In which Pedro Almodóvar vows to suspend anachronisms and remain faithful to the genre of the Western: Strange Way of Life, the director’s latest 30-minute short sees two former lovers, Jake (Ethan Hawke) and Silva (Pedro Pascal), reuniting after 25 years, just as a murder is being pieced together in town. Due to a distinctive limp, Silva’s son is the prime suspect, and thus, his motivations for reconnecting with Jake—town sheriff and brother-in-law of the deceased—become tangly. The aging auteur slackens the melodrama which defines his core work (up to, even, The Human Voice [2020], his previous short film), a postmodern approach which refracts Almodóvar’s more solitary mode of living. 

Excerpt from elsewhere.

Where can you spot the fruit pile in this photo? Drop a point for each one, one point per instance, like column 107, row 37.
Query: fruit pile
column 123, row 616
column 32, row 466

Packaged as an “answer to Brokeback Mountain” (which Almodóvar turned down 20 years back), Strange Way finds gay domesticity—both as an observed and private practice—at the core of this pair’s complicated desires. What’s odd is the elliptic sex scene, which starts as Jake’s breath on Silva’s neck and cuts to Pascal, ass above the sheets the next morning. They touch later, in equally vulnerable, sticky ways, but the decision to keep these men at a distance from one another (except in flashback, which is cheating) only fuels their joint contempt and affection. “Words are more expressive than bodies,” Almodóvar tells our audience before the screening, which resonates only in the film’s final bit of dialogue. Bodies talk, words listen, it seems.